Limitations & Future Work¶

Single-instance constraint: Currently, the model processes one instance at a time. Editing multiple instances requires sequential runs.
Component Dependency: The Audio Agent relies heavily on external tools (ElevenLabs, MLLM evaluators). Quality is capped by these "black box" components, and the iterative pipeline may increase inference latency (the paper does not report average rework counts).
Scenario Complexity: AVISET is filtered for "single primary sounding instances." Generalization to complex scenes with multiple speakers or heavy reverb is not fully verified.
Lip-Sync: Sync-D performance is slightly behind Ovi, suggesting room for improvement in fine-grained lip alignment.

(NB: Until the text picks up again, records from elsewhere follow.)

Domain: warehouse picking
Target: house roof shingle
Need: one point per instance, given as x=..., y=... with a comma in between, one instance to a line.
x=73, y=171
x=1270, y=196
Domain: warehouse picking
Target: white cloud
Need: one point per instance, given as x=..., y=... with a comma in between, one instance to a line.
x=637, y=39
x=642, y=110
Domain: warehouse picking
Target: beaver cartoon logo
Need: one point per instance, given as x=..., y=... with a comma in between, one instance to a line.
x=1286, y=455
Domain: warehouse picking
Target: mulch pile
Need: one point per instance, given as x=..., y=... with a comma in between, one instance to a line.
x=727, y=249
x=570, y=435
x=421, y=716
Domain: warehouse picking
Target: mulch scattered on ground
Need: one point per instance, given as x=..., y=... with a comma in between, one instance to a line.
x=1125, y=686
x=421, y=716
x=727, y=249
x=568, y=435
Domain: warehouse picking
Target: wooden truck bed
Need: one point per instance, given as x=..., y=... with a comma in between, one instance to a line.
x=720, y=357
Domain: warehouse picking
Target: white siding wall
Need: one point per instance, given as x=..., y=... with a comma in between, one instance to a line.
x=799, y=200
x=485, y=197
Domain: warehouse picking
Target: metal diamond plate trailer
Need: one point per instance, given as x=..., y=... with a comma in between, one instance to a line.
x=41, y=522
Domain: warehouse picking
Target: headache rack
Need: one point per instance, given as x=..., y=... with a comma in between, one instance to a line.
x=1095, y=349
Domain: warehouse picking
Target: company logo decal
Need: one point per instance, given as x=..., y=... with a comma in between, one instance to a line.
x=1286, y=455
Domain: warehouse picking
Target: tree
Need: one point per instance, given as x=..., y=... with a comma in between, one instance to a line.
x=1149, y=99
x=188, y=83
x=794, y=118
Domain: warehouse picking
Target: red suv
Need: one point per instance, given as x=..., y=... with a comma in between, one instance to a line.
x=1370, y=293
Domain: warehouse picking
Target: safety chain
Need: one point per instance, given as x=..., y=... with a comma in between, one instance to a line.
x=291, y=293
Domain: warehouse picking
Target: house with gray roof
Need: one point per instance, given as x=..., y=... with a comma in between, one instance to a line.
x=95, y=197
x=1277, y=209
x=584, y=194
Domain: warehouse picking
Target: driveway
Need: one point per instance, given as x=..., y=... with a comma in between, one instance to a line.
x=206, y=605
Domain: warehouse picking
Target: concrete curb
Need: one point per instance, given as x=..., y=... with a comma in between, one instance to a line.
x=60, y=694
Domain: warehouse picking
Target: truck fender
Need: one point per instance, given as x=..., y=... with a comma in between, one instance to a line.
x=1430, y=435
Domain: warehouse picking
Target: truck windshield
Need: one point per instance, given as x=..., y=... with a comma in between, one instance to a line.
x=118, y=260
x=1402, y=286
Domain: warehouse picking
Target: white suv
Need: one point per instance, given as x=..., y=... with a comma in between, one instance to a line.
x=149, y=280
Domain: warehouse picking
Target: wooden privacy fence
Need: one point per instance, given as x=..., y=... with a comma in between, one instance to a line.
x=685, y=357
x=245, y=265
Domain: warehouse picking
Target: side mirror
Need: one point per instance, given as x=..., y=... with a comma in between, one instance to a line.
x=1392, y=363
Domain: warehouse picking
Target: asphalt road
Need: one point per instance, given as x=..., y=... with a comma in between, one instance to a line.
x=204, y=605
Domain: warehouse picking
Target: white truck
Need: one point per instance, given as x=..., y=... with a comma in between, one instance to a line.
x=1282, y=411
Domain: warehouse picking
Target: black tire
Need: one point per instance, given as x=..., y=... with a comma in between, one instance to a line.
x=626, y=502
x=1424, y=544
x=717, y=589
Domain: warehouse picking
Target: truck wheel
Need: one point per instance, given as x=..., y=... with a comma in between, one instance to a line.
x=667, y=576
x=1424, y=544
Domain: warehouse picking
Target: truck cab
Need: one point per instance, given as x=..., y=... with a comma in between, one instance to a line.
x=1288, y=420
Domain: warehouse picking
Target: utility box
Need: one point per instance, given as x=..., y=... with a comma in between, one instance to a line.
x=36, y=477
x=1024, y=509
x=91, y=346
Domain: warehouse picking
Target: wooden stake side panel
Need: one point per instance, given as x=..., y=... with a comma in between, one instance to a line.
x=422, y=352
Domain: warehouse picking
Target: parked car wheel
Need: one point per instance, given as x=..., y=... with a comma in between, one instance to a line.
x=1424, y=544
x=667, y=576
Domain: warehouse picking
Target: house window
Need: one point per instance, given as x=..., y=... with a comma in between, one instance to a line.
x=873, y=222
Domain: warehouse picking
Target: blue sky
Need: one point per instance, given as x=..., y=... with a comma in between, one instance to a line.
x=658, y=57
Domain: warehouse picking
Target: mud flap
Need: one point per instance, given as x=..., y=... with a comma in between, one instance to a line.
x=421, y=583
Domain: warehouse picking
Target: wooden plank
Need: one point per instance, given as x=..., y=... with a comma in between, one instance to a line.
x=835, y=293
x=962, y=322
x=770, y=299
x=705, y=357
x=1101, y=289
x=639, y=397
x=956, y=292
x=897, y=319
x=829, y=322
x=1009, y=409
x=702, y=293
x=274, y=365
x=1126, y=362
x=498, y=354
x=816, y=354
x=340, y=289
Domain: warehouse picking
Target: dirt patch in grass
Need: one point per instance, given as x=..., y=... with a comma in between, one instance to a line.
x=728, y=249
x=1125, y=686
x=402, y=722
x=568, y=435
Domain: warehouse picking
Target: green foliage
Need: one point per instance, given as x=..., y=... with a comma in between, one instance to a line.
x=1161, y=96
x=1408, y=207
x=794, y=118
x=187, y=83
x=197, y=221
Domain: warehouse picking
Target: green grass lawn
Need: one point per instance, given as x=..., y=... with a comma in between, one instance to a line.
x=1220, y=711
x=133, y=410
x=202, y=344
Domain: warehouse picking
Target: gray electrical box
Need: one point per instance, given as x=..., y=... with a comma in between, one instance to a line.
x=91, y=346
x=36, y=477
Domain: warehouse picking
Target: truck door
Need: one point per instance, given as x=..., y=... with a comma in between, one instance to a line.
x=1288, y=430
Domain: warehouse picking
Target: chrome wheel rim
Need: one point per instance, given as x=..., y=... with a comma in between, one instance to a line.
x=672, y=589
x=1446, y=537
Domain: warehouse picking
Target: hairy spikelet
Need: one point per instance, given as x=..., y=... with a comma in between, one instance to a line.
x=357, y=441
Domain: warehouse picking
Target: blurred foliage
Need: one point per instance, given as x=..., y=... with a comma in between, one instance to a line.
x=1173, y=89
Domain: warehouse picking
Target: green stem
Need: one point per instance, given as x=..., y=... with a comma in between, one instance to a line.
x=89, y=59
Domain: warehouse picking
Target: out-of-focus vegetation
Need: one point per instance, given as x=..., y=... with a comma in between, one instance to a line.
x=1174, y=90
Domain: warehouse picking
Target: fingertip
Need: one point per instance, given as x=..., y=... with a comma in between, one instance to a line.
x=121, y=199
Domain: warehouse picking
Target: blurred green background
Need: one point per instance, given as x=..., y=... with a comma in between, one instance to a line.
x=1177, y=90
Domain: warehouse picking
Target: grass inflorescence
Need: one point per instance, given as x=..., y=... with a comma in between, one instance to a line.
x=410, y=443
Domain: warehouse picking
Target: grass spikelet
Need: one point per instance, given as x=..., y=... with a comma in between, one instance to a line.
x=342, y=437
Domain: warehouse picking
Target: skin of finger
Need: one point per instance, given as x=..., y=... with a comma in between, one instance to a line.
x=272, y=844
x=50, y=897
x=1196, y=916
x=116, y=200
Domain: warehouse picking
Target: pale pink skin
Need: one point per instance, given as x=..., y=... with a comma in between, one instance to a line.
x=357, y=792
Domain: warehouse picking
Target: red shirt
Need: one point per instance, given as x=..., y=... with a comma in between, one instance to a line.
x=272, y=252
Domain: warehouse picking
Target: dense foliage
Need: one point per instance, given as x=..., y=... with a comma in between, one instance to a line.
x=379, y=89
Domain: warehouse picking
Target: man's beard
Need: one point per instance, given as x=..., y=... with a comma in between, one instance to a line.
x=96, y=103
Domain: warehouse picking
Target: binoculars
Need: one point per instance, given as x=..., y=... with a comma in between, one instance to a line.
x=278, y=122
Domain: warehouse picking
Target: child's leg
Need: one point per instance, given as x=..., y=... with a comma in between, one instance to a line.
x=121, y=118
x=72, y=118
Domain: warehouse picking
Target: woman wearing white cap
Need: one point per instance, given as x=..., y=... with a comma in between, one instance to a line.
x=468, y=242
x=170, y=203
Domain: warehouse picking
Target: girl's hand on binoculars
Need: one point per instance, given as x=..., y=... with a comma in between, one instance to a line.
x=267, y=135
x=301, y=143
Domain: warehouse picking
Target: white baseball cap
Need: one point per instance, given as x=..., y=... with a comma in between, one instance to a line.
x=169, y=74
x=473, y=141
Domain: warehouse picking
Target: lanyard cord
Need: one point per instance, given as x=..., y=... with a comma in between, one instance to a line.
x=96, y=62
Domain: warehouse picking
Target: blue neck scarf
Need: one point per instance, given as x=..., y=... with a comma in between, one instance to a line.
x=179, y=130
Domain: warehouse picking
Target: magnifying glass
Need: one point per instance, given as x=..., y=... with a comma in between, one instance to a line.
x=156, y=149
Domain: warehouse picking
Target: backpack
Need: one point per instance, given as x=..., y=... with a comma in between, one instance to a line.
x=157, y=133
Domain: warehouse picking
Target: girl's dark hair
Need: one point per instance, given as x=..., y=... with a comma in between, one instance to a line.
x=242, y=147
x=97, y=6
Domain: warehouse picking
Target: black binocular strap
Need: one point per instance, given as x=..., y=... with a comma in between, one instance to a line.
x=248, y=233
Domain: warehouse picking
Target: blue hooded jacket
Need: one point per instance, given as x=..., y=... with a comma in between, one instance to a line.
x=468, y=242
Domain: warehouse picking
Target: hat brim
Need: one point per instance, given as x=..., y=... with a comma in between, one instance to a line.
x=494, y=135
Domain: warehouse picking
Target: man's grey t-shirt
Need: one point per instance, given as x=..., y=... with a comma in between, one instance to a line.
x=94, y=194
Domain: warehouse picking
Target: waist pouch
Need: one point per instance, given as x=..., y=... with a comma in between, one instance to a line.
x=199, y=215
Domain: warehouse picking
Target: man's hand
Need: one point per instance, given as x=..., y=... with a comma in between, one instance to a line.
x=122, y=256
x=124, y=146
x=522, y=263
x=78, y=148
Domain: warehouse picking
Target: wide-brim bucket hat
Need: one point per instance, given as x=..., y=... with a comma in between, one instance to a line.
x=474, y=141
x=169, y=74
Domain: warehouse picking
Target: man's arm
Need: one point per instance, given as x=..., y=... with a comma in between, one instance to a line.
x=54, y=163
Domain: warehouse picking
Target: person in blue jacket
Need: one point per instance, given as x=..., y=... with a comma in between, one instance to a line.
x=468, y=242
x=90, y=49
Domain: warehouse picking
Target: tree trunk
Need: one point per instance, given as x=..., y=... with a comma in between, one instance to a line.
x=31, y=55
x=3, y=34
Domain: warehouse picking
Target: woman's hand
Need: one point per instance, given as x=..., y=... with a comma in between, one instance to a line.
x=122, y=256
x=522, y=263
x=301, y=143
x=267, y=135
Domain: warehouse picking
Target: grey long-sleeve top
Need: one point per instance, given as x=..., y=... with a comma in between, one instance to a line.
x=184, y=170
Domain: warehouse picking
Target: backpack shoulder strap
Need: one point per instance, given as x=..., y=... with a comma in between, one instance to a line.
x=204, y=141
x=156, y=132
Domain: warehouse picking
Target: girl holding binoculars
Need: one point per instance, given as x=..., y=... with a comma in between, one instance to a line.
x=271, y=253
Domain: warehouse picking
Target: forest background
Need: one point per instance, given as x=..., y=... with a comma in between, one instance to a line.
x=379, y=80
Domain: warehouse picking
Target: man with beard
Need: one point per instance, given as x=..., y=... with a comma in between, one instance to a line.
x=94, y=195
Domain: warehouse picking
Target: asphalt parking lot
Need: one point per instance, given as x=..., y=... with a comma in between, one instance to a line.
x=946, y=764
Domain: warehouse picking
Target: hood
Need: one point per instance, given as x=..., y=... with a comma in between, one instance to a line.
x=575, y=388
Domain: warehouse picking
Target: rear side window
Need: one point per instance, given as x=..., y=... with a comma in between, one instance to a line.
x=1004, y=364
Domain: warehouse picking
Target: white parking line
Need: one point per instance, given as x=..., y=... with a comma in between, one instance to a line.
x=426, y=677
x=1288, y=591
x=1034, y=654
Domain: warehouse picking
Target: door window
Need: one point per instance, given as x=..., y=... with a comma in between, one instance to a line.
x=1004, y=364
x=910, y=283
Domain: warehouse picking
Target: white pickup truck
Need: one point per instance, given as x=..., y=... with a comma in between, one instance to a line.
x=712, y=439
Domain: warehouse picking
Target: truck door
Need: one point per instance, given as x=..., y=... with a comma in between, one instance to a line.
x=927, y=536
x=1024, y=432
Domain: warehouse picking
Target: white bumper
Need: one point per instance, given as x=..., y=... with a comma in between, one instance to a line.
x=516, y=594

vs. AvED: AvED uses cross-modal contrastive sync at the scene level; AVI-Edit achieves instance-level + frame-wise control, leading in FVD and AC.
vs. Object-AVEdit: While it offers object control, its inversion paradigm lacks temporal controllability; AVI-Edit uses the Audio Agent for explicit temporal guidance.
vs. Ovi (Generator): Ovi is a generator; when adapted for zero-shot inpainting, its visual consistency is inferior to AVI-Edit's dedicated editing design.
vs. VACE-Foley (Serial): Serializing video editing and audio generation leads to a decoupling that often results in synthesized voice failure; AVI-Edit's joint backbone yields better synchronization.

Rating¶

Novelty: ⭐⭐⭐⭐⭐ First framework to unify instance-level editing, frame-wise audio sync, and fine-grained spatio-temporal control. Precision factor and self-feedback Agent are innovative.
Experimental Thoroughness: ⭐⭐⭐⭐ Quantitative results, user studies, and ablations are comprehensive, though baselines are limited due to the task's novelty.
Writing Quality: ⭐⭐⭐⭐ Modules are clearly defined with complete formulas; framework diagrams are dense but informative.
Value: ⭐⭐⭐⭐⭐ Audio-visual synchronized editing is a high-demand area in the generative video era. The AVISET dataset is a valuable contribution.